Chronic granulomatous disease (CGD) is an inherited primary immunodeficiency disease (PIDD) which increases the body’s susceptibility to infections caused by certain bacteria and fungi. Granulomas are masses of immune cells that form at sites of infection or inflammation.

People with CGD are unable to fight off common germs and get very sick from infections that would be mild in healthy people. This is because the presence of CGD makes it difficult for cells called neutrophils to produce hydrogen peroxide. The immune system requires hydrogen peroxide to fight specific kinds of bacteria and fungi.

These severe infections can include skin or bone infections and abscesses in internal organs (such as the lungs, liver or brain).

Aside from the defective neutrophil function in CGD, the rest of the immune system is normal. People with CGD can be generally healthy until they become infected with one of these germs. The severity of this infection can lead to prolonged hospitalizations for treatment.

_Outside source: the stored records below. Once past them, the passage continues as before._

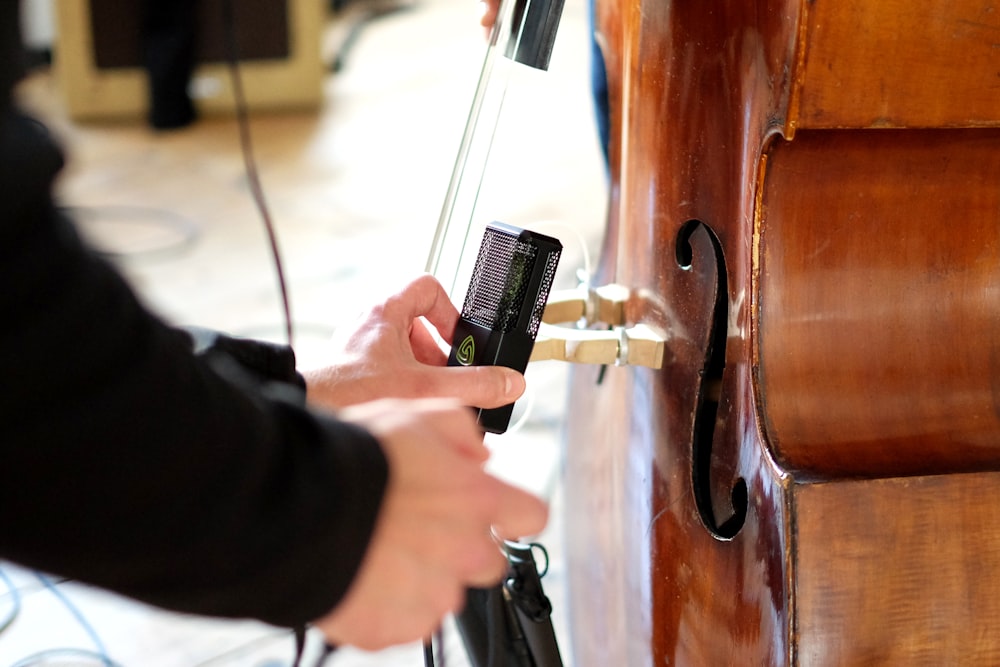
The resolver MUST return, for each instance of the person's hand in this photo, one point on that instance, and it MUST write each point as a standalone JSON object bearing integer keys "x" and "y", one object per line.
{"x": 390, "y": 353}
{"x": 432, "y": 539}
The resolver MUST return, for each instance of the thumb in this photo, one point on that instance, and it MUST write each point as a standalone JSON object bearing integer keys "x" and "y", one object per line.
{"x": 482, "y": 386}
{"x": 519, "y": 513}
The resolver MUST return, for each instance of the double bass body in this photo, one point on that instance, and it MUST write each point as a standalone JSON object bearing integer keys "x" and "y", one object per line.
{"x": 806, "y": 201}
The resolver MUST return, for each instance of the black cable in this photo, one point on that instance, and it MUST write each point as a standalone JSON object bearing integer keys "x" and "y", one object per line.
{"x": 428, "y": 653}
{"x": 257, "y": 191}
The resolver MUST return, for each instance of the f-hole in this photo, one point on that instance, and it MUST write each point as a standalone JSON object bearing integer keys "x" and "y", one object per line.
{"x": 710, "y": 388}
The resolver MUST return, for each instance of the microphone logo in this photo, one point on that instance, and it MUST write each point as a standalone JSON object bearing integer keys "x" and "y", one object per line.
{"x": 466, "y": 351}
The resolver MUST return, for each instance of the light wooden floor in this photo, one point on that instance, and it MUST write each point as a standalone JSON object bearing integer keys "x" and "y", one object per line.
{"x": 355, "y": 189}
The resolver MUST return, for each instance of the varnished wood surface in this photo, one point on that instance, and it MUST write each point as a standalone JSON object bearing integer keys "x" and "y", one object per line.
{"x": 922, "y": 63}
{"x": 898, "y": 571}
{"x": 879, "y": 309}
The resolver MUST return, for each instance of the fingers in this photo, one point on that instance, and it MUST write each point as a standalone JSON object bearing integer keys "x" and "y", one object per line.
{"x": 488, "y": 12}
{"x": 479, "y": 386}
{"x": 519, "y": 513}
{"x": 423, "y": 297}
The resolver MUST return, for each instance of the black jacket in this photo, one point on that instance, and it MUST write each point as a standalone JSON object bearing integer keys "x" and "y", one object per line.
{"x": 198, "y": 482}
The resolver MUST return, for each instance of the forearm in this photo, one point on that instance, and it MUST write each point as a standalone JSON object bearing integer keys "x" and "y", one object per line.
{"x": 135, "y": 465}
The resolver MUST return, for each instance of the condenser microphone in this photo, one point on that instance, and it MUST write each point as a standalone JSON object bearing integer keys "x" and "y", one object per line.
{"x": 504, "y": 304}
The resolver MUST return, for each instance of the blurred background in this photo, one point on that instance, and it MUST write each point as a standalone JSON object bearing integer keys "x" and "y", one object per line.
{"x": 355, "y": 135}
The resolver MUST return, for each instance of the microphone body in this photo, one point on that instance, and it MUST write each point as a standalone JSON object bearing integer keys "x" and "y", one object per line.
{"x": 503, "y": 306}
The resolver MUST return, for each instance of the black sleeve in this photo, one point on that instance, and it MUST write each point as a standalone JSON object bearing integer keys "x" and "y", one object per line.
{"x": 132, "y": 463}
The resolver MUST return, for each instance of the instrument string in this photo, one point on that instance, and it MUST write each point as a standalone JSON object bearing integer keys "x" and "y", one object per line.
{"x": 250, "y": 162}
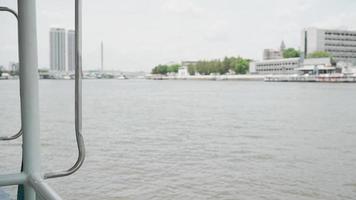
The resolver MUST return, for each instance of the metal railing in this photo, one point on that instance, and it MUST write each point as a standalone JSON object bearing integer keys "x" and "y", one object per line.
{"x": 19, "y": 133}
{"x": 31, "y": 178}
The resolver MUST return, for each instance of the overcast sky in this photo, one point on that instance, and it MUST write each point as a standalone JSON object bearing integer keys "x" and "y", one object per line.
{"x": 140, "y": 34}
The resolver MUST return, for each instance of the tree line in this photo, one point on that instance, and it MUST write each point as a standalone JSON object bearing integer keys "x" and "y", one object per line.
{"x": 238, "y": 65}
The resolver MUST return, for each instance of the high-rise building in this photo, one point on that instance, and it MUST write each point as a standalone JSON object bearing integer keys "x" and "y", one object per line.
{"x": 341, "y": 44}
{"x": 57, "y": 37}
{"x": 71, "y": 50}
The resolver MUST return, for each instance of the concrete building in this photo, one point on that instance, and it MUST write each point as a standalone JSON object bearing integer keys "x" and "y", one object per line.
{"x": 317, "y": 66}
{"x": 293, "y": 66}
{"x": 276, "y": 66}
{"x": 57, "y": 43}
{"x": 71, "y": 50}
{"x": 341, "y": 44}
{"x": 271, "y": 54}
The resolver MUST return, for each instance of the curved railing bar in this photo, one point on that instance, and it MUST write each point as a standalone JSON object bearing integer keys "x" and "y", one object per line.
{"x": 78, "y": 97}
{"x": 19, "y": 133}
{"x": 13, "y": 137}
{"x": 6, "y": 9}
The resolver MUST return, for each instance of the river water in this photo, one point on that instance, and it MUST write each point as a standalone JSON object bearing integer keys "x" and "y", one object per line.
{"x": 194, "y": 139}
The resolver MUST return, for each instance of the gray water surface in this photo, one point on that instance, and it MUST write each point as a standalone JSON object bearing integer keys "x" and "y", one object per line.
{"x": 194, "y": 139}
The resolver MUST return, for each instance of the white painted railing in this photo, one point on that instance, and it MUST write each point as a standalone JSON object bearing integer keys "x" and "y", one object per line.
{"x": 31, "y": 177}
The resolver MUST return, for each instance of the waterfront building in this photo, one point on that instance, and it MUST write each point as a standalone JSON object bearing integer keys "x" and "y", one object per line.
{"x": 276, "y": 66}
{"x": 71, "y": 50}
{"x": 317, "y": 66}
{"x": 341, "y": 44}
{"x": 271, "y": 54}
{"x": 57, "y": 49}
{"x": 293, "y": 66}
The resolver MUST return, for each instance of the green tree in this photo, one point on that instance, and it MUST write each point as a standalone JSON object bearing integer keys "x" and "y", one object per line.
{"x": 291, "y": 53}
{"x": 173, "y": 68}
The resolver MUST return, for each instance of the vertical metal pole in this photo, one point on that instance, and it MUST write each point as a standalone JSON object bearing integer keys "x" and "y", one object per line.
{"x": 29, "y": 90}
{"x": 78, "y": 70}
{"x": 102, "y": 56}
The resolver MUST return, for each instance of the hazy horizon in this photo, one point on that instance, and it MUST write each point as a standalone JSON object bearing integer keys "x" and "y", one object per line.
{"x": 138, "y": 35}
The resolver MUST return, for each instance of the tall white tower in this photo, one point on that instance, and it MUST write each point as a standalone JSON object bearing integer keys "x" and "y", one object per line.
{"x": 71, "y": 50}
{"x": 102, "y": 56}
{"x": 57, "y": 37}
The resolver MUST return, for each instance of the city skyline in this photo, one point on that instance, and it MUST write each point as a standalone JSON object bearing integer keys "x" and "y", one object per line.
{"x": 137, "y": 37}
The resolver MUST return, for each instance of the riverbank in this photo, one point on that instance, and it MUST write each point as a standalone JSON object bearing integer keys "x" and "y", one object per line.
{"x": 330, "y": 78}
{"x": 208, "y": 77}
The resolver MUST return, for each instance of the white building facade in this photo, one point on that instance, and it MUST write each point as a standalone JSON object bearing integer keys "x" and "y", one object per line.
{"x": 276, "y": 66}
{"x": 341, "y": 44}
{"x": 71, "y": 50}
{"x": 57, "y": 43}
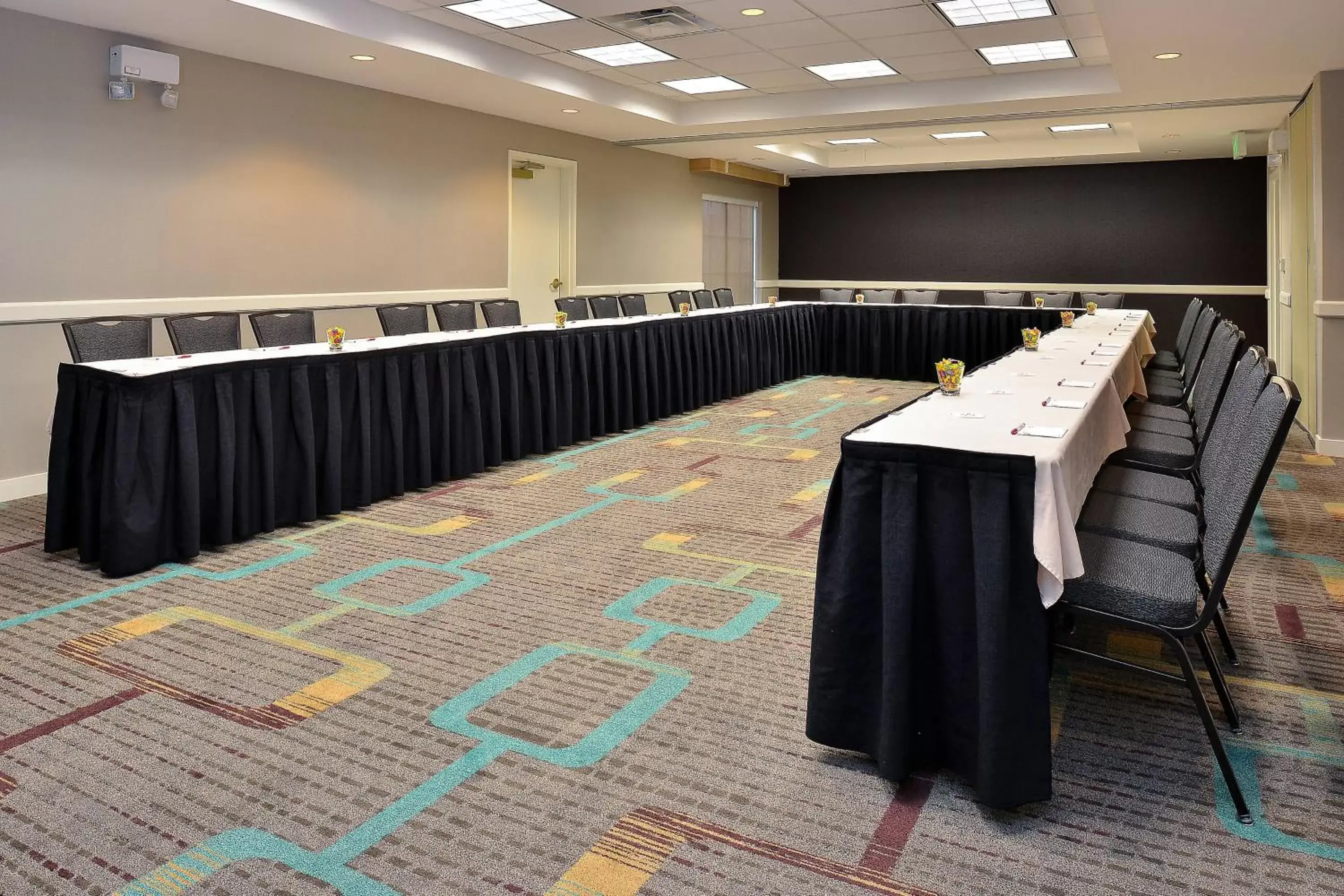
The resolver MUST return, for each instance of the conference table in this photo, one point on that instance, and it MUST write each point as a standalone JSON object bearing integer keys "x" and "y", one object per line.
{"x": 155, "y": 458}
{"x": 948, "y": 534}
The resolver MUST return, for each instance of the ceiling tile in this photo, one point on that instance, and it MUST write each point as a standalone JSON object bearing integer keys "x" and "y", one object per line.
{"x": 1090, "y": 47}
{"x": 784, "y": 78}
{"x": 668, "y": 70}
{"x": 574, "y": 34}
{"x": 791, "y": 34}
{"x": 824, "y": 54}
{"x": 983, "y": 72}
{"x": 703, "y": 46}
{"x": 728, "y": 14}
{"x": 890, "y": 22}
{"x": 1085, "y": 26}
{"x": 844, "y": 7}
{"x": 1004, "y": 33}
{"x": 572, "y": 61}
{"x": 455, "y": 21}
{"x": 937, "y": 62}
{"x": 914, "y": 45}
{"x": 518, "y": 43}
{"x": 745, "y": 62}
{"x": 619, "y": 76}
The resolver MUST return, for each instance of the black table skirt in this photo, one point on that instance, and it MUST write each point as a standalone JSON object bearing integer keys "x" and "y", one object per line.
{"x": 929, "y": 641}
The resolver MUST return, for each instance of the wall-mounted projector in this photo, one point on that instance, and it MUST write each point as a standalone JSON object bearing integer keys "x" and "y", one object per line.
{"x": 139, "y": 64}
{"x": 136, "y": 64}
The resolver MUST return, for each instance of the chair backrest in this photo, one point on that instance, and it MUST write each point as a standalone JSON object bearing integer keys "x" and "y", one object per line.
{"x": 1230, "y": 499}
{"x": 456, "y": 315}
{"x": 284, "y": 328}
{"x": 604, "y": 307}
{"x": 404, "y": 320}
{"x": 1104, "y": 300}
{"x": 193, "y": 334}
{"x": 920, "y": 296}
{"x": 1055, "y": 300}
{"x": 502, "y": 312}
{"x": 1187, "y": 327}
{"x": 1225, "y": 347}
{"x": 1198, "y": 343}
{"x": 633, "y": 306}
{"x": 108, "y": 339}
{"x": 1245, "y": 386}
{"x": 576, "y": 308}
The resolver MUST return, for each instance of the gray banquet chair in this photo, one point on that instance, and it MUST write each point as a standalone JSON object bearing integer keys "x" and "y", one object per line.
{"x": 108, "y": 339}
{"x": 633, "y": 306}
{"x": 455, "y": 315}
{"x": 284, "y": 328}
{"x": 1055, "y": 300}
{"x": 193, "y": 334}
{"x": 502, "y": 312}
{"x": 920, "y": 296}
{"x": 604, "y": 307}
{"x": 576, "y": 308}
{"x": 1105, "y": 300}
{"x": 404, "y": 320}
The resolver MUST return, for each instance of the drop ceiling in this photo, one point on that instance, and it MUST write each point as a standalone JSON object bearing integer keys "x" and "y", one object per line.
{"x": 1242, "y": 66}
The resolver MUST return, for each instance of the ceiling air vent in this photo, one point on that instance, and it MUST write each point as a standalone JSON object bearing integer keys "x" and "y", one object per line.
{"x": 660, "y": 22}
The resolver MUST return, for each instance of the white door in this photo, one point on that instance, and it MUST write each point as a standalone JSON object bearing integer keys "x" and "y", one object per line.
{"x": 537, "y": 244}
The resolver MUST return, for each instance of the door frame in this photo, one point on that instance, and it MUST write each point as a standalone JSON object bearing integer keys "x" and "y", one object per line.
{"x": 756, "y": 236}
{"x": 569, "y": 170}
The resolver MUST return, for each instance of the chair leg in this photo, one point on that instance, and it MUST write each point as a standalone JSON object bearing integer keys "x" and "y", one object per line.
{"x": 1225, "y": 765}
{"x": 1228, "y": 641}
{"x": 1215, "y": 672}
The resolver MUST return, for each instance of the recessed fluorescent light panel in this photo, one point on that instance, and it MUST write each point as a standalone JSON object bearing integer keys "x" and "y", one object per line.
{"x": 1035, "y": 52}
{"x": 978, "y": 13}
{"x": 624, "y": 54}
{"x": 511, "y": 14}
{"x": 851, "y": 70}
{"x": 718, "y": 84}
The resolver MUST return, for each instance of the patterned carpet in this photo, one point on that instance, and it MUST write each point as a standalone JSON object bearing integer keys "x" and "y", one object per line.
{"x": 584, "y": 675}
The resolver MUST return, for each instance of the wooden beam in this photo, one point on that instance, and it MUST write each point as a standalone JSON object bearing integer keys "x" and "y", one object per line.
{"x": 740, "y": 171}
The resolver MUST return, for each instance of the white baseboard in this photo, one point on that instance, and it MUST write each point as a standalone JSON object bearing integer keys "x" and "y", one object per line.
{"x": 23, "y": 487}
{"x": 1335, "y": 448}
{"x": 50, "y": 312}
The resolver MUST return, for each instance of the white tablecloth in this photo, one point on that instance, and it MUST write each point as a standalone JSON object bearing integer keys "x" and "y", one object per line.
{"x": 1108, "y": 350}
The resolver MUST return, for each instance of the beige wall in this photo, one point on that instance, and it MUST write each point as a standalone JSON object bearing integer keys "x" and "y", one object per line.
{"x": 267, "y": 182}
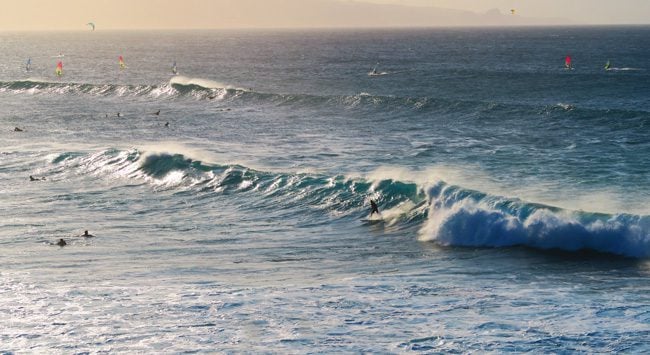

Children with CGD are often healthy at birth, but develop severe infections in infancy or early childhood. The most common form of CGD is genetically inherited in an X-linked manner, meaning it only affects boys. There are also autosomal recessive forms of CGD that affect both sexes.

Therapeutic options for CGD include prophylactic antibiotics and antifungal medications, interferon-gamma injections, and aggressive management of acute infections. Bone marrow transplantation can cure CGD, however this therapy is complex and transplant candidates and donors must be carefully selected, weighing the risks and benefits carefully. Researchers are investigating other approaches including gene therapy as a future option.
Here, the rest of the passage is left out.